After working at the greenhouse, we headed back to Dilenia’s for yet another delicious meal, this time consisting of chicken, rice and beans. After what may have been the most satisfying lunch of the week, we once again departed, following the cucumbers that we had picked earlier that morning to the World Agro Marketing and Exporting Company. There, we met Luis Ayala, the supervisor of the facility in Constanza. After donning fashion forward hairnets to prevent contamination of the products at the facility, we headed inside to begin a full, private tour of the entire operation. While the majority of us were tired and perhaps not the most engaged with the tour, Luis proved to be an extremely informative speaker who gave us in-depth information about the process of exportation of cucumbers to other countries, such as the United States. During the tour, we were all surprised to find out how much food goes to waste before it hits the grocery stores in the U.S. Many of the cucumbers that we picked would end up being rejected and simply thrown away due to the fact that they were discolored, under or oversized and even just slightly tainted in their appearance, making us question why the U.S. has such high standards for its imports if it all tasted exactly the same. We thanked Luis for his time and walked away with a free box of cucumbers and heads full of new knowledge about the entire process of exportation.

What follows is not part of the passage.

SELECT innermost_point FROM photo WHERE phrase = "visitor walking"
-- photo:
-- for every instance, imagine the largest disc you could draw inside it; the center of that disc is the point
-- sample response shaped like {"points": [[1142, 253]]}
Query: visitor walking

We returned to Dilenia’s and took a much needed hour long rest break before spending time prepping for our last English tutoring session of the week. After finishing tutoring, many of us felt much closer and more connected to both our students and our classes as a whole. We headed back to Dilenia’s and enjoyed a nice dinner and a special birthday celebration for Nijah, one of our fellow Glimpsers. The night ended with faces full of cake and an interesting discussion about the positive and negative impacts of global exportation of goods in Constanza. Tomorrow we look forward to “Immigration Day” and many more adventures in Constanza.